SCOTS should stay in bed on January 5 after official government statistics revealed it as the deadliest day of the year.
Based on records for the past decade, an average of 193 Scots expire on the fifth day of the year, well above the year-round daily average of 150.
In fact, the first week of the year is busy for the grim reaper as six of the top ten deadliest days fall between January 1-7.
The safest day of the year, according to statistics from the National Records of Scotland (NRS), is July 29 with a mere 125 deaths north of the border.
Take extra care on Christmas Day as it is statistically the 24th most deadly with an average of 174 deaths. Hogmanay is the sixth deadliest day with 184.9 deaths over the decade, whilst New Year’s Day comes in 7th with 184.6 deaths.
Superstitious Scots will be glad to know, meanwhile, that Friday 13 is nothing to fear. There were 17 Friday the 13ths between 2005 and 2014 with an average death rate of exactly 150 – a tiny fraction safer than the precise overall average of 150.1008 deaths.
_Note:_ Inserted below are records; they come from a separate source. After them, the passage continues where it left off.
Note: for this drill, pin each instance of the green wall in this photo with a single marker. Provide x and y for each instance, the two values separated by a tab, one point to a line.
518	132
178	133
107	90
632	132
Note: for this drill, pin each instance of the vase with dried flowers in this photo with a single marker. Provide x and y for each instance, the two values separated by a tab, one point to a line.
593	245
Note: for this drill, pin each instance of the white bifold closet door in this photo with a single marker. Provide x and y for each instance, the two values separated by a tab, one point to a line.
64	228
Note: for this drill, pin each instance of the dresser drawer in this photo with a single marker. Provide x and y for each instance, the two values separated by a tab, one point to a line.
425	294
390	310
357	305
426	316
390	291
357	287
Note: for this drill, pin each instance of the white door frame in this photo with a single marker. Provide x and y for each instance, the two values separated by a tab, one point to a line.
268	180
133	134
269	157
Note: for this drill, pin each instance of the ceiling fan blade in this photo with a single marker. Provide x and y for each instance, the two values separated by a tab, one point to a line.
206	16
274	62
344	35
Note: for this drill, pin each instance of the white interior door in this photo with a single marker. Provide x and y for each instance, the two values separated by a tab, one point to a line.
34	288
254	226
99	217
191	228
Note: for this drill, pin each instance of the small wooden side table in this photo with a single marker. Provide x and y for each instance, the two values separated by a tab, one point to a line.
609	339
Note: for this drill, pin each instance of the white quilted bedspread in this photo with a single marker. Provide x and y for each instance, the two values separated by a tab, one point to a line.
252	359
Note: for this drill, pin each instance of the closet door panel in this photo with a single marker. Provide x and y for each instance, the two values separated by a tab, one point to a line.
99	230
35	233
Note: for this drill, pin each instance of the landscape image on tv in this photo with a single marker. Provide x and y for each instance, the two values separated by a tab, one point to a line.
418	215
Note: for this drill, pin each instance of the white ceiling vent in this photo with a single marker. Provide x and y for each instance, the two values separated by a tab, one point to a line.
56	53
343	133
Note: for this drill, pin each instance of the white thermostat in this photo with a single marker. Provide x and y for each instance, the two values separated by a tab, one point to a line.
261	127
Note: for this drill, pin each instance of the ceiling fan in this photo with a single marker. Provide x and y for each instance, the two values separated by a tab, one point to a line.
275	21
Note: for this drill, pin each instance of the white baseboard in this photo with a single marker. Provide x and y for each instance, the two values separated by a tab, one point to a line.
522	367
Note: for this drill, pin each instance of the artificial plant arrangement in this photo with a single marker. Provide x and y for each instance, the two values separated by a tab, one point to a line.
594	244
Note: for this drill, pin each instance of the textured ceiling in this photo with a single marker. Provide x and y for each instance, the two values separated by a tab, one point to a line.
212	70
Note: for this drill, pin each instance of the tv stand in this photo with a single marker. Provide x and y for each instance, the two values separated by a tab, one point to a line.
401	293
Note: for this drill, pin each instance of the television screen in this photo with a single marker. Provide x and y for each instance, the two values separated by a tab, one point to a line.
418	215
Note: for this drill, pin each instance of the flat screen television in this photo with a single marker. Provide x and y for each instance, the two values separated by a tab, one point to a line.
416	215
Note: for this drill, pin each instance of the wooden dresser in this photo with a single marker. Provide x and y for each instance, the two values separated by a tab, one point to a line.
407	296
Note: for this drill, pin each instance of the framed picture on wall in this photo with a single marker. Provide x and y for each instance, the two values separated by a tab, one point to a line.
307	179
For anyone feeling nervous as a result of reading this story, rest assured that today (June 26) has an average of 137 deaths, making it the 316th safest day. [June 25 has an average of 134 deaths, putting it in 349th place.]
Analysis also showed that the deadliest day of the week in Scotland on average is Saturday, which saw 78,750 deaths out of the grand total of 548,168.
The Sunday lie-in may prove to be saving lives, as it was shown to be the weekday with the fewest overall deaths – just 77,069.
The deadliest single day of the past ten years was shown to be November 11, 2007, with a staggering 243 deaths. The safest day was recorded as August 9, 2011 with just 98 deaths – the only instance of a day with fewer than 100 deaths in Scotland over the whole ten year period.
Dr Andrew Hinde, of the Southampton-based Centre for Population Change, said: “The early January peak in Scotland may be the result of people ‘hanging on’ until after family gatherings at New Year.
“This is a known effect – or possibly the delayed result of over-enthusiastic celebration of the New Year.”
He added: “Deaths result from a range of causes, some psychological, some physical. If we allow for a substantial psychological element, then when considering the annual cycle of mortality, light and dark may be as important as heat and cold.
“If mortality responds to light and dark as well as heat and cold, then a December-January peak is understandable.”
Professor Sabu Padmadas, who works at the same institution, said: “The most deadly day – 05/01 – could be post-New Year depression and atherosclerosis with cumulative deposits of the fatty junk on the arteries, starting pre-Christmas consumption.”